For 5th kyu through 2nd kyu we have a list of techniques to perform. These are not real long tests either and take around 20 minutes for the nage to complete. I don't remember my 5th kyu test that much. I just remember learning the techniques and demonstrating them. Now my 4th kyu test stamina-wise was the hardest. I was really out of shape at the time and I was partnered with another test taker which means I would both "nage" and "uke". Well, fortunately I got to be nage first, but as uke -- I couldn't finish because I was close to passing out, and they had to switch ukes. Pretty embarrasing. I was told to "work on your stamina" after that test, which meant lose weight in my case.
With my 3rd kyu test, I got an uke who I really wasn't familiar with and his ukemi was really different. He would attack so hard I'd evade and he would just just fall over. Fine for effectiveness but not fine for demonstrating the techniques. I had to really slow down my throws so I could control him. As a result my test wasn't the "prettiest" but as Penny said it was "good" in that I didn't freak out, as some people would, and that I demonstrated control over my uke. Sometimes your test is as much as how well you respond to your uke as you perform your techniques because you don't always get your favorite uke that might make you look good.
My 2nd kyu test was fun. I was in shape by this time and got to do randori (2 person) on my test for the first time. I was really thankful for all that jiyuwaza I did for the past few years the randori just flowed although it wasn't perfect, but was evading people and throwing them into the other attacker. I wasn't intentionally doing that -- I just did. Nice to know that all that training has been ingrained into my body memory.

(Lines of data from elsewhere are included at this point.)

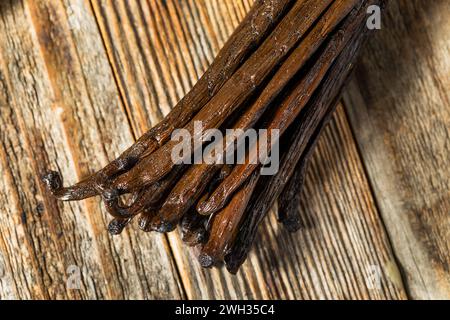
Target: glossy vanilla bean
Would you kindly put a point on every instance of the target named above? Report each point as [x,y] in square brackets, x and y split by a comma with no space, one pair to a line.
[270,187]
[287,112]
[235,91]
[257,25]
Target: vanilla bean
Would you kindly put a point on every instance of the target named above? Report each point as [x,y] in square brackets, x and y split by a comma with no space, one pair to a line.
[193,229]
[264,15]
[270,187]
[290,197]
[146,199]
[224,225]
[288,110]
[235,91]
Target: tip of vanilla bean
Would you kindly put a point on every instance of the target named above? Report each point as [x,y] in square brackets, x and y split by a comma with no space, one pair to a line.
[163,227]
[206,261]
[116,227]
[52,181]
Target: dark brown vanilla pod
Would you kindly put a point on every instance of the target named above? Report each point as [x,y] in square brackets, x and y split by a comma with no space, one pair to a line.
[270,187]
[290,197]
[289,109]
[193,228]
[257,25]
[224,225]
[244,82]
[143,200]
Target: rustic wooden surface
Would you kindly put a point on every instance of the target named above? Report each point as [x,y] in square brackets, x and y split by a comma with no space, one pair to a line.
[80,80]
[399,107]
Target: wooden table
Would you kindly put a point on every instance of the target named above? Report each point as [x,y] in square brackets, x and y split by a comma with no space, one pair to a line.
[80,80]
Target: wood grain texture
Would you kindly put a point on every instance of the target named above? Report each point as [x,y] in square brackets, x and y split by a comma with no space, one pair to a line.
[80,80]
[176,41]
[399,108]
[59,100]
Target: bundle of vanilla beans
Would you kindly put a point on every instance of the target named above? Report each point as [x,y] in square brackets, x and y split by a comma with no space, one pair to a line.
[282,69]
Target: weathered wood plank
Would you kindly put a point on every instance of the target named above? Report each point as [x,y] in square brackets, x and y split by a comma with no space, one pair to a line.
[60,107]
[343,240]
[399,108]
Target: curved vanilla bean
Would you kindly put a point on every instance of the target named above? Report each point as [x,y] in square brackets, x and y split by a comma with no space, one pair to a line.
[256,26]
[270,187]
[224,225]
[146,199]
[289,108]
[185,194]
[290,197]
[192,228]
[235,91]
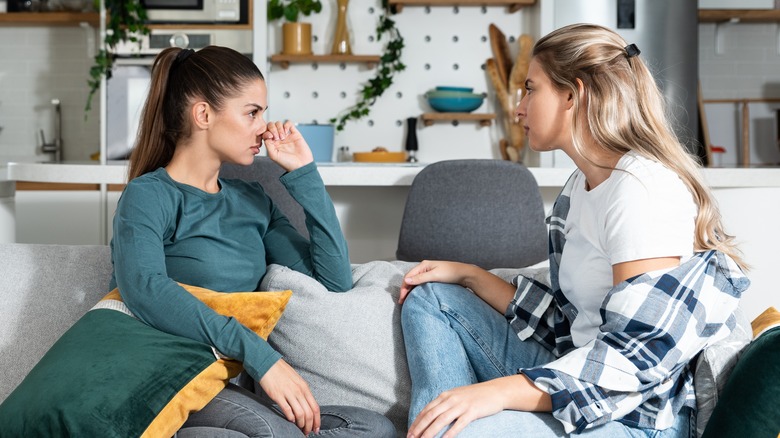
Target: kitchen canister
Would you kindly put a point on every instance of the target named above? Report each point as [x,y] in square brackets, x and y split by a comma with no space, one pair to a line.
[320,139]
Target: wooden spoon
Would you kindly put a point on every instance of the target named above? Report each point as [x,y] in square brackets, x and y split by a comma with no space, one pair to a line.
[500,48]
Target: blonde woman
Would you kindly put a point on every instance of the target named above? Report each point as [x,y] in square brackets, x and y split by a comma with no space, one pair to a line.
[642,274]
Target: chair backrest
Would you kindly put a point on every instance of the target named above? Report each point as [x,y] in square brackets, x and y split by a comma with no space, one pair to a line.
[485,212]
[267,173]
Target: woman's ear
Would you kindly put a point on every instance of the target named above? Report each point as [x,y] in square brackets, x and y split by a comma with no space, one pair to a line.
[580,93]
[201,115]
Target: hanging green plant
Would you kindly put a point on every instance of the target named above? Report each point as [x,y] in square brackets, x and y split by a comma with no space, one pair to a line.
[289,9]
[389,65]
[126,22]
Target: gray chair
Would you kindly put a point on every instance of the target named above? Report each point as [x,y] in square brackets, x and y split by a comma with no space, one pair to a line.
[484,212]
[267,173]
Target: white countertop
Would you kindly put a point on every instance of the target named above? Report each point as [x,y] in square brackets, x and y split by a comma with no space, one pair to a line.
[360,174]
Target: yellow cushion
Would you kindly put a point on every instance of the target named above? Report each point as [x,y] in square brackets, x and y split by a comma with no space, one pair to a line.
[112,375]
[259,311]
[770,318]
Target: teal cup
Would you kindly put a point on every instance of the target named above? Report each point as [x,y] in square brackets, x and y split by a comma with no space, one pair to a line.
[320,139]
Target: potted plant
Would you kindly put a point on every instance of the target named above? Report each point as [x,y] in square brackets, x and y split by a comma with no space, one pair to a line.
[296,36]
[126,22]
[389,65]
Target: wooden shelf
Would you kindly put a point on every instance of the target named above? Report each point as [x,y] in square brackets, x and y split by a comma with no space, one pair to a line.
[484,119]
[49,18]
[512,5]
[285,60]
[742,15]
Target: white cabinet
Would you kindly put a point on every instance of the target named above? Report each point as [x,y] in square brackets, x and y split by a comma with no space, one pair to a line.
[58,216]
[736,4]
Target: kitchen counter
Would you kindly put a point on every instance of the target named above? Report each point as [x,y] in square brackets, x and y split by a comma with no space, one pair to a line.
[360,174]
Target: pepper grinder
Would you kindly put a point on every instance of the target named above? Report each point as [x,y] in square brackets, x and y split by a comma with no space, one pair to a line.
[411,139]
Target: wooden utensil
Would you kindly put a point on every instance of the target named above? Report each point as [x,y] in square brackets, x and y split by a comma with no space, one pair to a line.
[500,48]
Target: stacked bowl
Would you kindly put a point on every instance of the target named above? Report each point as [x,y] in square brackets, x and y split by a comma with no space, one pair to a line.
[454,99]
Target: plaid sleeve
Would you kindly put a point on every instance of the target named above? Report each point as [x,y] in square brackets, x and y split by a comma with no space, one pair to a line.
[531,313]
[636,371]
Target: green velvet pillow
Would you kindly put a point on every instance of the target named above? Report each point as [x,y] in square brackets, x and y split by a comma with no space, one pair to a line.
[111,375]
[749,405]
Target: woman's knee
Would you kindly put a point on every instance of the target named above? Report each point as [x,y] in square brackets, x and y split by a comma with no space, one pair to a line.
[356,422]
[434,297]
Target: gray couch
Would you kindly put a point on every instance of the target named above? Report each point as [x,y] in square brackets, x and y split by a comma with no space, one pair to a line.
[348,347]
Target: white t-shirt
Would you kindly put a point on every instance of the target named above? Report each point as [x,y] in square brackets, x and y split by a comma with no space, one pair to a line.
[643,210]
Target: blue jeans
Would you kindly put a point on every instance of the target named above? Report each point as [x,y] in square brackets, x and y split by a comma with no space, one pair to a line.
[453,338]
[238,413]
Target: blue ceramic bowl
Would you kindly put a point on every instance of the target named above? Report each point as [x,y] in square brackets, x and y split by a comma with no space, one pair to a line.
[455,104]
[460,89]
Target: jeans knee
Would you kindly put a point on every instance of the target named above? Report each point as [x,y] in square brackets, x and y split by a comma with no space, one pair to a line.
[422,297]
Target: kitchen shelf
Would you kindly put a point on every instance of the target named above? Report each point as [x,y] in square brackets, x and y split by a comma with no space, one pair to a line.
[742,15]
[513,5]
[93,19]
[285,60]
[484,119]
[49,18]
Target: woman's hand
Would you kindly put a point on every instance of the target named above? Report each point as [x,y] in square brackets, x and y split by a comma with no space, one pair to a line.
[286,146]
[431,270]
[461,406]
[288,390]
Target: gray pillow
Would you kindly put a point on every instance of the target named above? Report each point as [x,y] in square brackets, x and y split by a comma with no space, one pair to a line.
[714,366]
[347,346]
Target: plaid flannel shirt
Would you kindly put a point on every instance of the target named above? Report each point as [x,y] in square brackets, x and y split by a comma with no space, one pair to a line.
[637,370]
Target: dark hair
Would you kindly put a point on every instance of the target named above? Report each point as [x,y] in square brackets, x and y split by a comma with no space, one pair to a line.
[212,74]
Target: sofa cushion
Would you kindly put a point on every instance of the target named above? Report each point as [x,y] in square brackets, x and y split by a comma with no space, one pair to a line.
[44,289]
[349,346]
[748,405]
[714,366]
[112,375]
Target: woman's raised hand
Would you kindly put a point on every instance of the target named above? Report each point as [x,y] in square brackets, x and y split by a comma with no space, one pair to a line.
[286,146]
[288,390]
[431,270]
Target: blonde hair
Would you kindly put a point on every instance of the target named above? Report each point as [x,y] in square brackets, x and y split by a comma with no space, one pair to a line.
[626,111]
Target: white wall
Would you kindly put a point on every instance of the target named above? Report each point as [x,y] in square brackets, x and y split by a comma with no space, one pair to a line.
[738,61]
[38,64]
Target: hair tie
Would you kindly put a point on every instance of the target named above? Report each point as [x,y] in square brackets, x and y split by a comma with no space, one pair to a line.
[632,50]
[183,55]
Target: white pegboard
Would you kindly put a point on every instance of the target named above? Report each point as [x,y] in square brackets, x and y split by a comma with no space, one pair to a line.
[443,46]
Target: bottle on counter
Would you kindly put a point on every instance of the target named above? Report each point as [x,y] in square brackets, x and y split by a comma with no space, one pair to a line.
[343,154]
[411,140]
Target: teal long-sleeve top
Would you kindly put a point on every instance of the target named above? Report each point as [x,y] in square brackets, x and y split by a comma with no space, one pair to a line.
[167,232]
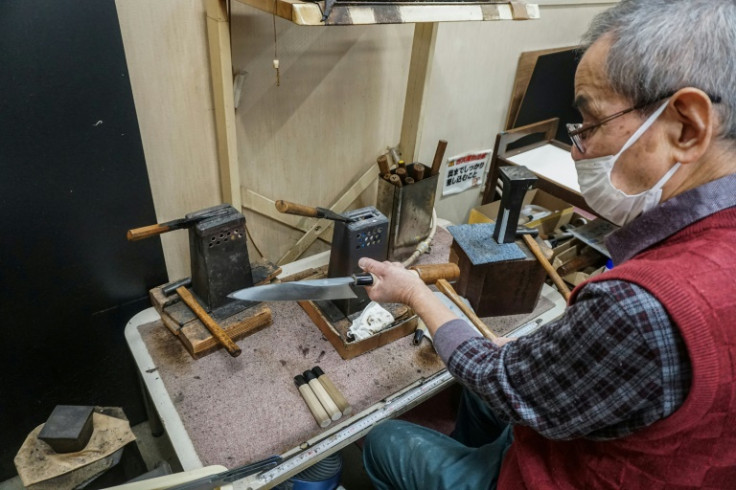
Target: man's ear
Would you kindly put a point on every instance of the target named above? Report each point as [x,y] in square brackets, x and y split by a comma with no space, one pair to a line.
[693,119]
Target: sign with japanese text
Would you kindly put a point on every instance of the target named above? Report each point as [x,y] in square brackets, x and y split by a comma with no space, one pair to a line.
[465,171]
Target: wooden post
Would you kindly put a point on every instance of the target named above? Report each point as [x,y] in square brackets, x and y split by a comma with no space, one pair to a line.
[218,35]
[420,67]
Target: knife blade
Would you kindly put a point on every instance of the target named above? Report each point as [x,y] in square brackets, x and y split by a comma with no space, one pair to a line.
[336,287]
[311,289]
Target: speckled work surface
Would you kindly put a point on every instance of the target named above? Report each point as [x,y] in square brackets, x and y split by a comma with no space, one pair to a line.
[238,410]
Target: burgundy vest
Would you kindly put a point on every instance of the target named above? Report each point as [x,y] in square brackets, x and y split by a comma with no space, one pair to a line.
[693,275]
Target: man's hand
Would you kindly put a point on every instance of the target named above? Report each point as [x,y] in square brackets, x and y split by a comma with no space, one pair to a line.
[393,283]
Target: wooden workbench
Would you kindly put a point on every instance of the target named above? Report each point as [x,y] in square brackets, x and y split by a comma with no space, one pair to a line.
[232,411]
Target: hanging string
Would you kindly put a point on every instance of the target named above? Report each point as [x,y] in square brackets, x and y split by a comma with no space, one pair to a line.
[275,46]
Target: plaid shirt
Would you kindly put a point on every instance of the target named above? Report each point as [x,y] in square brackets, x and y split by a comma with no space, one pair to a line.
[612,364]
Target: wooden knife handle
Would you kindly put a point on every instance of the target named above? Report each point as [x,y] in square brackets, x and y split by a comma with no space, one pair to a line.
[298,209]
[431,273]
[439,155]
[216,331]
[551,272]
[449,291]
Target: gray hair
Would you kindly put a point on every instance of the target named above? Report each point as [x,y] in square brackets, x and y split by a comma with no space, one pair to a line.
[661,46]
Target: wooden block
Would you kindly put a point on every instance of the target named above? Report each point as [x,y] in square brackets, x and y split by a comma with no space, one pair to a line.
[500,288]
[336,331]
[200,342]
[183,323]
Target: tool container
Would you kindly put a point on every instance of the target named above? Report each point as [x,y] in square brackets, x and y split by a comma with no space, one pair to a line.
[409,209]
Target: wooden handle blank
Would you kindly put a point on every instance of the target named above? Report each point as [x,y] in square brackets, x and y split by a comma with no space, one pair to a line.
[298,209]
[449,291]
[335,394]
[417,171]
[534,247]
[383,165]
[319,413]
[431,273]
[146,231]
[213,327]
[439,155]
[395,180]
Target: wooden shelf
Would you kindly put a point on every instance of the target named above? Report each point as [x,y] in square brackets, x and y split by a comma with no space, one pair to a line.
[310,14]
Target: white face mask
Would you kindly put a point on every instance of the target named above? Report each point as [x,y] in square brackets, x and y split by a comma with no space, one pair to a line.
[594,177]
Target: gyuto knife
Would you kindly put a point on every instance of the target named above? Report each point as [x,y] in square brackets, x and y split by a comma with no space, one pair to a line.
[336,287]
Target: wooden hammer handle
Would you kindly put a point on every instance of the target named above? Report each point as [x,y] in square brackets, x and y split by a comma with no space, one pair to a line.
[217,331]
[449,291]
[298,209]
[147,231]
[431,273]
[534,247]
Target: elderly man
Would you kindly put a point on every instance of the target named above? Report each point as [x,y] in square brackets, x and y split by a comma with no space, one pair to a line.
[635,386]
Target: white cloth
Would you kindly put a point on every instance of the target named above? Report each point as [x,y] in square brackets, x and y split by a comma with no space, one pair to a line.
[373,319]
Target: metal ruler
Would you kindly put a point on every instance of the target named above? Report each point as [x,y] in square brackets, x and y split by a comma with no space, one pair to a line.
[391,407]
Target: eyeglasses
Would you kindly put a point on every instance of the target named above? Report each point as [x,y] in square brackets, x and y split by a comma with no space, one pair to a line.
[578,133]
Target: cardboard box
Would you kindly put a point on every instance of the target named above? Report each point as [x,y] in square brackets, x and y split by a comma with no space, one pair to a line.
[561,212]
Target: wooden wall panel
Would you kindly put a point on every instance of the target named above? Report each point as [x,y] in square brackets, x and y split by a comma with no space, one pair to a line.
[338,106]
[167,56]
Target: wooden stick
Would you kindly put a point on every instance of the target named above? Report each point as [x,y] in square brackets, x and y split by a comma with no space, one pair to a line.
[449,291]
[310,399]
[439,155]
[383,165]
[417,172]
[324,398]
[431,273]
[287,207]
[332,390]
[217,331]
[534,247]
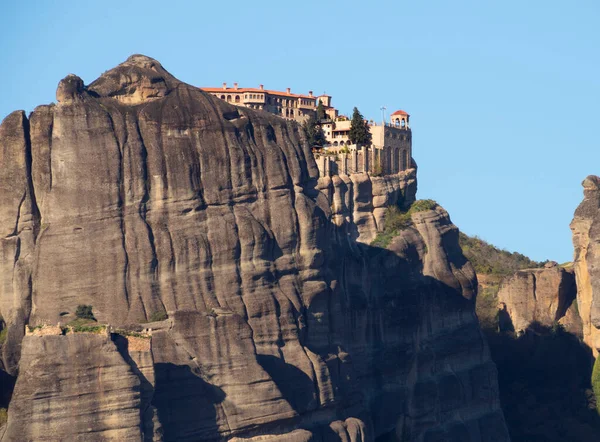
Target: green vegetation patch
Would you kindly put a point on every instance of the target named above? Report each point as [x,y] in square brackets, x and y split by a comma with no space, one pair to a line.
[84,312]
[396,220]
[490,260]
[158,316]
[33,328]
[131,333]
[83,325]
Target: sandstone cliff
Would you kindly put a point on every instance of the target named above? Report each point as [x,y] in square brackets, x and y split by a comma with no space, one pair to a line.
[539,296]
[139,194]
[585,227]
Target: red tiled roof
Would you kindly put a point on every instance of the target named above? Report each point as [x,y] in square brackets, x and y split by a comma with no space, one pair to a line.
[241,90]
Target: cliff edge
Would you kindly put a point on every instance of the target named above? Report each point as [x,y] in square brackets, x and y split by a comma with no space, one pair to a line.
[141,196]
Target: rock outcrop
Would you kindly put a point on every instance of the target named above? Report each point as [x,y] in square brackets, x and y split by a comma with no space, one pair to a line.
[139,194]
[539,296]
[75,387]
[586,231]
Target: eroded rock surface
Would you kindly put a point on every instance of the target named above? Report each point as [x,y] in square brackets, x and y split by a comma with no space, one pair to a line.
[539,296]
[75,387]
[139,194]
[586,231]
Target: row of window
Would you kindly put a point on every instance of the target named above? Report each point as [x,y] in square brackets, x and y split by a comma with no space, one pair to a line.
[274,100]
[397,136]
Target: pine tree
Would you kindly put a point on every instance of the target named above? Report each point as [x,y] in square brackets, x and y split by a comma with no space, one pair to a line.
[314,133]
[359,129]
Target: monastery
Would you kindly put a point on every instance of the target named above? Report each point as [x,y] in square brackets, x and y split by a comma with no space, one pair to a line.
[390,151]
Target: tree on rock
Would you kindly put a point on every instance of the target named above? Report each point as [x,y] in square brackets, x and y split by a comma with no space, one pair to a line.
[314,133]
[359,129]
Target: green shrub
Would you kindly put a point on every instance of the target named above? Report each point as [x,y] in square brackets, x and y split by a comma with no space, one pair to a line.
[489,260]
[131,333]
[86,326]
[84,312]
[33,328]
[596,382]
[81,324]
[158,316]
[397,220]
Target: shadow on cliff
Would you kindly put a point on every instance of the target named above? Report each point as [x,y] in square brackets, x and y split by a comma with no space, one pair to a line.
[295,386]
[7,385]
[380,300]
[544,380]
[187,405]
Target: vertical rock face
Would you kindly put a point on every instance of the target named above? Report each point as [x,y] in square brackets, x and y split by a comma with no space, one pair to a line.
[75,387]
[586,231]
[540,296]
[139,194]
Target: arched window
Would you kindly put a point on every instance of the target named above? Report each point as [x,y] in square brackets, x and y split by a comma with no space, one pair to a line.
[404,158]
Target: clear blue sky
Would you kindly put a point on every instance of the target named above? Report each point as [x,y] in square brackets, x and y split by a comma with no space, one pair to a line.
[504,96]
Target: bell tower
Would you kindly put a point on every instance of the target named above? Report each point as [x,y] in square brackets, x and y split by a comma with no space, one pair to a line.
[400,119]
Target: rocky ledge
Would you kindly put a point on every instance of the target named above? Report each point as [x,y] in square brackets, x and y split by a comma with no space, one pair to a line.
[142,196]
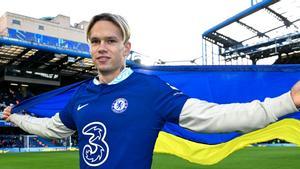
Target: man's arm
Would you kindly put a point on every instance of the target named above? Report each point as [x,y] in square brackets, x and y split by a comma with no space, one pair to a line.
[44,127]
[202,116]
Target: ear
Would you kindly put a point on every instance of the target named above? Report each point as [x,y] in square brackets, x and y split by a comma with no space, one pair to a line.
[127,47]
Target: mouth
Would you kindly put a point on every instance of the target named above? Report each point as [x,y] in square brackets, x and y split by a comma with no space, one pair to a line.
[102,58]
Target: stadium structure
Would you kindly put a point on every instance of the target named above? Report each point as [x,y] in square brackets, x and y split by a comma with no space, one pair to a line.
[38,55]
[268,29]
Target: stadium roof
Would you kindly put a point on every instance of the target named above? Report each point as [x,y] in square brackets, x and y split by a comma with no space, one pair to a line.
[262,30]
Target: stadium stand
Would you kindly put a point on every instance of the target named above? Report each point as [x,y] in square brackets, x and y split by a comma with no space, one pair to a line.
[268,29]
[38,62]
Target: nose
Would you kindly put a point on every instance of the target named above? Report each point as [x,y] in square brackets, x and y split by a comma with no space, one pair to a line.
[102,47]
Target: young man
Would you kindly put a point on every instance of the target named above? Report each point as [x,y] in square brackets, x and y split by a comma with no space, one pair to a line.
[119,113]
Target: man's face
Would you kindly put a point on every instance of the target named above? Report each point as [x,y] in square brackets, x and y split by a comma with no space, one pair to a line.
[107,47]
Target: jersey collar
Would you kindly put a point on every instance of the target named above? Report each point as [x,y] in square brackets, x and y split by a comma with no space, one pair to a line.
[126,72]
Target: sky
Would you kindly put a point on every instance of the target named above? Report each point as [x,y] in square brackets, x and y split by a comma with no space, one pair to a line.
[169,30]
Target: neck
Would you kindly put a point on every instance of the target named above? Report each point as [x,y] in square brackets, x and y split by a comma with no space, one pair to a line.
[107,77]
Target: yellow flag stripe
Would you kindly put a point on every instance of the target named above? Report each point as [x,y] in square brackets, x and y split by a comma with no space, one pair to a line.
[287,129]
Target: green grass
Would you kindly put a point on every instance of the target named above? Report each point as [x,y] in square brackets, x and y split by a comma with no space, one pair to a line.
[248,158]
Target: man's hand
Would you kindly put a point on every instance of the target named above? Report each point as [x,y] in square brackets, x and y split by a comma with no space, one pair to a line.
[295,93]
[6,113]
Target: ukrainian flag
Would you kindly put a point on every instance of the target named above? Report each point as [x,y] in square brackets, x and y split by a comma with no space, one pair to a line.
[219,84]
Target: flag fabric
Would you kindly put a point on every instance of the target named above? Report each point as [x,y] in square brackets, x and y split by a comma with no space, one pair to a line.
[219,84]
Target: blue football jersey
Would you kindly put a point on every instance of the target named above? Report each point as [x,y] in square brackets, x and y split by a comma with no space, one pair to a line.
[118,124]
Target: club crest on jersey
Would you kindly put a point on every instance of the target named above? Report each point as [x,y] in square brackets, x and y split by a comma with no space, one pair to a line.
[119,105]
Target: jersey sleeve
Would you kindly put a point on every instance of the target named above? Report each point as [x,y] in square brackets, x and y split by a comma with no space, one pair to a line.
[66,114]
[169,101]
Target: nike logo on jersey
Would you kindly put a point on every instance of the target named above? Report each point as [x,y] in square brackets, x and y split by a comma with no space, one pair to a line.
[81,106]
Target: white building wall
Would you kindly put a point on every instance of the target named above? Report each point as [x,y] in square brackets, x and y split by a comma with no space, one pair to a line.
[59,27]
[3,25]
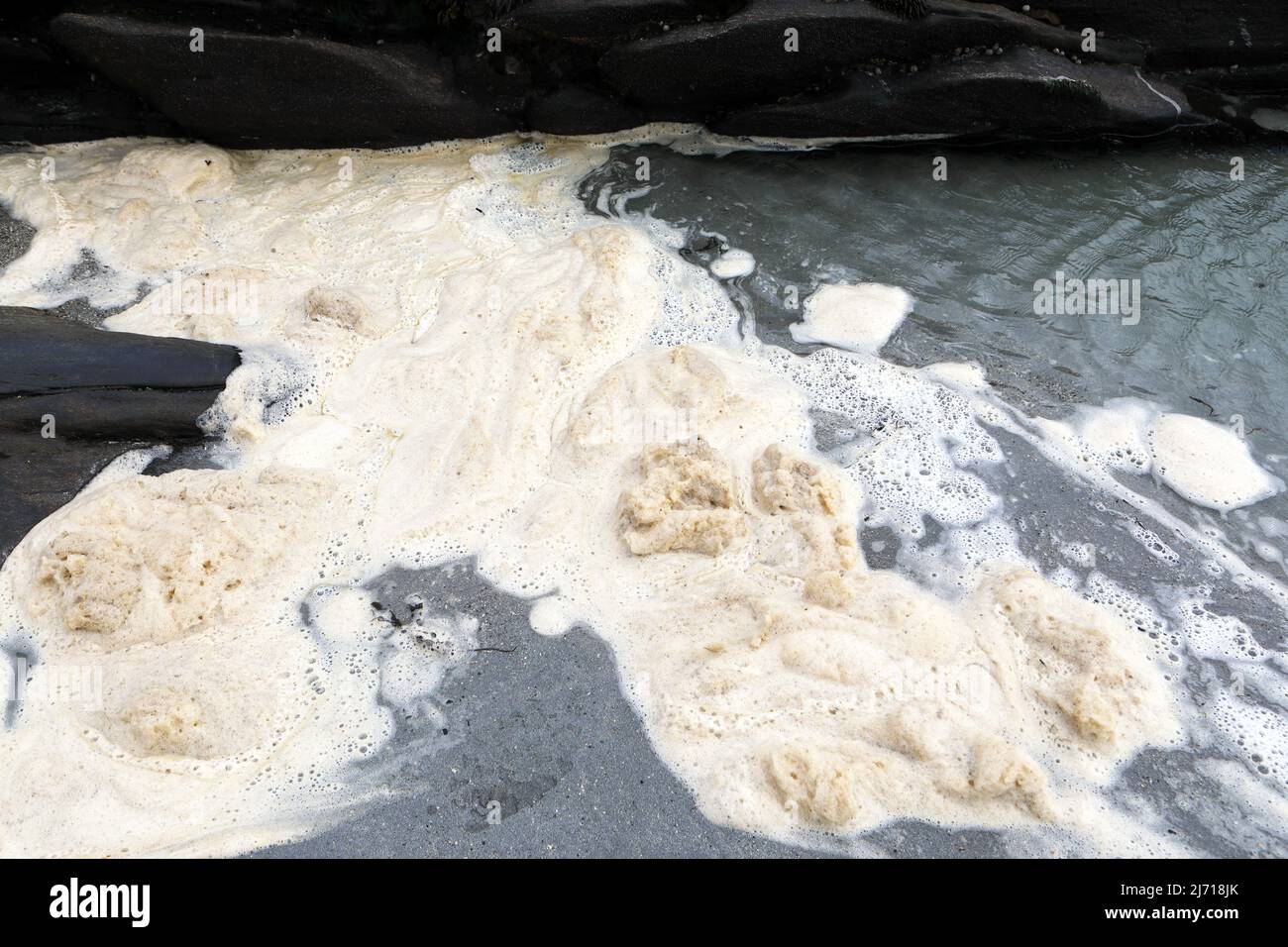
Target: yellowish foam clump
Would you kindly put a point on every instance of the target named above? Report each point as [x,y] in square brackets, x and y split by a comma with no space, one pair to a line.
[154,558]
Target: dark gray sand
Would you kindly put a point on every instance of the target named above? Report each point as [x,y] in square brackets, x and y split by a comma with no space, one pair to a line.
[540,754]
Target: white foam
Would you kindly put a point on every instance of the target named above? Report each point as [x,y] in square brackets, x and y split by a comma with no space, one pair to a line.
[513,377]
[861,317]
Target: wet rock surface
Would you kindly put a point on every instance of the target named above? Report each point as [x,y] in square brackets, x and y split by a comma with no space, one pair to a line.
[73,398]
[381,73]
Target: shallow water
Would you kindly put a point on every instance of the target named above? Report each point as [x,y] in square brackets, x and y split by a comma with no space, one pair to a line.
[1209,253]
[1211,258]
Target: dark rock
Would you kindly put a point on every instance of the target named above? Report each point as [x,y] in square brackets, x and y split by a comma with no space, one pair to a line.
[1022,93]
[44,97]
[107,393]
[703,68]
[574,111]
[1190,34]
[288,91]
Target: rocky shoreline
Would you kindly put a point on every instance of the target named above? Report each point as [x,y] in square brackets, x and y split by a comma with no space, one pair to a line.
[380,73]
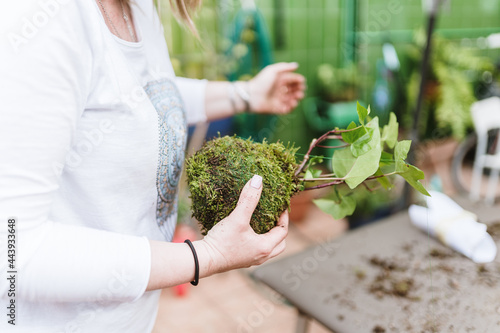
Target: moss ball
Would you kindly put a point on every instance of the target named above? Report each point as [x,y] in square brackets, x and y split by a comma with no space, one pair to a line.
[220,169]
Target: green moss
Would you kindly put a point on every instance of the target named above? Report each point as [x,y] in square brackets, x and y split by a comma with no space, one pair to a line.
[220,169]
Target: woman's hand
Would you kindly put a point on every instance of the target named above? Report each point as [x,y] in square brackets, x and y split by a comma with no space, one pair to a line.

Now, I'm approaching my 1st kyu test, and that will be different because we don't have a list of techniques to memorize rather you do jiyuwaza (in our dojo that is more like a controlled randori where one attack is called and you perform a variety of techniques). I have to perform at least 5 techniques demonstrating variety of openings and variations. I just can't repeat the same 5 over and over again with each attack. Also we do suwari waza, handmi handachi, tanto tori and a 3 person randori. The 1st kyu test can take anywhere from 20-40 minutes depending on sensei's mood that day. 1st kyu for me will be the longest test, and it will probably my hardest test not test anxiety-wise but just personal expectation-wise.